Use wireless investigation workflow.
- Passive monitoring first: capture beacon frames to inventory SSIDs and clients before active association.
- Identify relevant APs: channel, BSSID, encryption type (WPA2/WPA3/OPN).
- Capture four-way handshake or PMKID for offline analysis (pair with
offensive-tools/cracking/).
- BLE enumeration uses a separate adapter and tool family.
Tool families:
offensive-tools/wireless/kismet/ — passive 802.11/BLE survey and logging
offensive-tools/wireless/aircrack-ng/ — capture, deauth, handshake collection
offensive-tools/wireless/wifite/ — automated multi-target WPA handshake collection
Quality gates
- Scope, authorization, and time window are explicit.
- At least one finding is corroborated by two independent data sources.
- Any claim of exploitation is separated from exposure-only evidence.

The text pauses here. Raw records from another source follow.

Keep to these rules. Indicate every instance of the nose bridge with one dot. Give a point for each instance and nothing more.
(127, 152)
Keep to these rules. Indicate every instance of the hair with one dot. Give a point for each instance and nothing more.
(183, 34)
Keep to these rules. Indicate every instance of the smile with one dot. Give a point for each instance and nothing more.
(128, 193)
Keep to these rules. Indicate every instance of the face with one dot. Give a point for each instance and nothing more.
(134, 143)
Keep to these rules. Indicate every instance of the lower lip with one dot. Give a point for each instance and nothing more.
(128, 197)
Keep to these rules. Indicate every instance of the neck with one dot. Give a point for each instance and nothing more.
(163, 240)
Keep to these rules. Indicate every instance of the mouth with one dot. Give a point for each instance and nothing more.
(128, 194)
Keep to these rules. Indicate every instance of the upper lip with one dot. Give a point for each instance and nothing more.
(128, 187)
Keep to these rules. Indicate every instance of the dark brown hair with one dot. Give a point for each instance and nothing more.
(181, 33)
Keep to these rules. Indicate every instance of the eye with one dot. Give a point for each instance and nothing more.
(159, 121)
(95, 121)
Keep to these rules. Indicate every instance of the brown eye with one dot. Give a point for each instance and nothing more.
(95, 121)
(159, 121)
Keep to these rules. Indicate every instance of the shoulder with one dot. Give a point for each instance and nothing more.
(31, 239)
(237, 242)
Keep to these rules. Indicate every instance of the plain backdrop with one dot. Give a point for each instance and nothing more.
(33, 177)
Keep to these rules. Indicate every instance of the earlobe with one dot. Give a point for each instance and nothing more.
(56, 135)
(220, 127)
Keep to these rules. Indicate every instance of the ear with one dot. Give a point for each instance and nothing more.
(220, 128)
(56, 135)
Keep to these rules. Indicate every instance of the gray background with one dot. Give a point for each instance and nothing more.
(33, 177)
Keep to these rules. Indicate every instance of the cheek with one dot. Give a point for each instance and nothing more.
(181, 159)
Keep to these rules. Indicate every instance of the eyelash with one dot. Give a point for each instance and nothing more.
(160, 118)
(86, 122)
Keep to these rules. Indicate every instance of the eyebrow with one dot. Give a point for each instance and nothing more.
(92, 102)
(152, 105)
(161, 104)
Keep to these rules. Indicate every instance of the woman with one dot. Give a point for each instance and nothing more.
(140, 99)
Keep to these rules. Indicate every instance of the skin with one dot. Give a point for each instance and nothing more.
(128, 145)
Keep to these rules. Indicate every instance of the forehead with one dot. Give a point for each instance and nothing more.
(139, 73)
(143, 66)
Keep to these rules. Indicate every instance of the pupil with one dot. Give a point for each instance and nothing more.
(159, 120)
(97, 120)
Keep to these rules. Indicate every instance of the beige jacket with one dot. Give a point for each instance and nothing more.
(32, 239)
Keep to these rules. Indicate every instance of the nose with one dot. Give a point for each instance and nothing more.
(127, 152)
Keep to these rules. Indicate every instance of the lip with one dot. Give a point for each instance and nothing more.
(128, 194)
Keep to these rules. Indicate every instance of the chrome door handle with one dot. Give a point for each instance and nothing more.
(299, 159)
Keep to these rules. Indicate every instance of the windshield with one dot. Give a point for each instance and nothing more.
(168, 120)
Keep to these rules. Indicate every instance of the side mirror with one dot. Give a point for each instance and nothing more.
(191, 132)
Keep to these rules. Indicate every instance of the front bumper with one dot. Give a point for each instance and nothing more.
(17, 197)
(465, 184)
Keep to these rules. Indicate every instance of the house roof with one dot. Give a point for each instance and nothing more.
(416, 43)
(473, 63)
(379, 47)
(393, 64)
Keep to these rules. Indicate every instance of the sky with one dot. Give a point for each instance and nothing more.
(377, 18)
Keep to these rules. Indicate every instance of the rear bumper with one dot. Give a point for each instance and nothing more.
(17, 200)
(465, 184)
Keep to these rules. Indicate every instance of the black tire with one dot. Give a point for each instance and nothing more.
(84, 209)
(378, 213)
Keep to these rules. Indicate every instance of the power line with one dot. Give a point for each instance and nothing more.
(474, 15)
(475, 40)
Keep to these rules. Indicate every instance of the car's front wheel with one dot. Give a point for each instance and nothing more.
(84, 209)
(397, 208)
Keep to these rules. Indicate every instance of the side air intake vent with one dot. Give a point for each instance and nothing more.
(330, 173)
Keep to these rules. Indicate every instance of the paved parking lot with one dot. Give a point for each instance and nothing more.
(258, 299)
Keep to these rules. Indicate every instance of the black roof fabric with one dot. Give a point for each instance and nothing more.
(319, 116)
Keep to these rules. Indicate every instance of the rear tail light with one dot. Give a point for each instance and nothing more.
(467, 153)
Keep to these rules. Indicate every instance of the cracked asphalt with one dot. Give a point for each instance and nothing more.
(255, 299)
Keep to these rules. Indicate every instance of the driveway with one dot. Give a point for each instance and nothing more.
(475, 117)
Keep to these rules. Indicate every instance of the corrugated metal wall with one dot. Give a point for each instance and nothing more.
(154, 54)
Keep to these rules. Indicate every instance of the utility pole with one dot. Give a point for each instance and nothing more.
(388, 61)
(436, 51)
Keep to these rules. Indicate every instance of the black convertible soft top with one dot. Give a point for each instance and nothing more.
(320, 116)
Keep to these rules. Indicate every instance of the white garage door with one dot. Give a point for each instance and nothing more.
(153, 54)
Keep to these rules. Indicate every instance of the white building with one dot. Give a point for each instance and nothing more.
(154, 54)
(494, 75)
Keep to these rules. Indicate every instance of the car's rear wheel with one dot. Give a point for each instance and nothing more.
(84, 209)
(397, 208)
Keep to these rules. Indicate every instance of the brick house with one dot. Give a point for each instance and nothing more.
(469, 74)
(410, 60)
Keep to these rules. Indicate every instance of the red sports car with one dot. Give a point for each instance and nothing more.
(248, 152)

- Output includes exact pivot chain used to reach each conclusion.
Anti-patterns
- Running deep packet analysis on everything before metadata triage.
- Treating fast scanner output as final truth without validation.
- Mixing data from unmatched time windows and calling it a single narrative.
- Reporting “likely compromised” without a clear evidence chain.
Required deliverables from the agent
- Scope model and investigation objective.
- Case classification and rationale.
- Evidence chain with pivot sequence.
- Key findings with confidence labels.
- Follow-up actions linked to evidence.
Resources
- references/triage-and-flow.md — Load for first-pass case classification and minimum evidence collection flow.
- references/tool-selection-cases.md — Load when choosing the right tool family for exposure, traffic, interception, pivot, auth-abuse, or wireless cases.
- references/network-evidence-correlation.md — Load when joining scan, log, packet, endpoint, and identity evidence into one pivot chain.
- references/scenario-playbooks.md — Load for common investigation playbooks such as DNS exfiltration, beaconing, tunneling, and relay paths.
- references/encrypted-traffic-and-c2-profiling.md — Load for metadata-only C2 profiling, JA3/JA4 analysis, jitter, and confidence gates.
- references/log-aggregation.md — Load when evidence spans Zeek, firewall, proxy, DNS, endpoint, and packet sources that need one schema.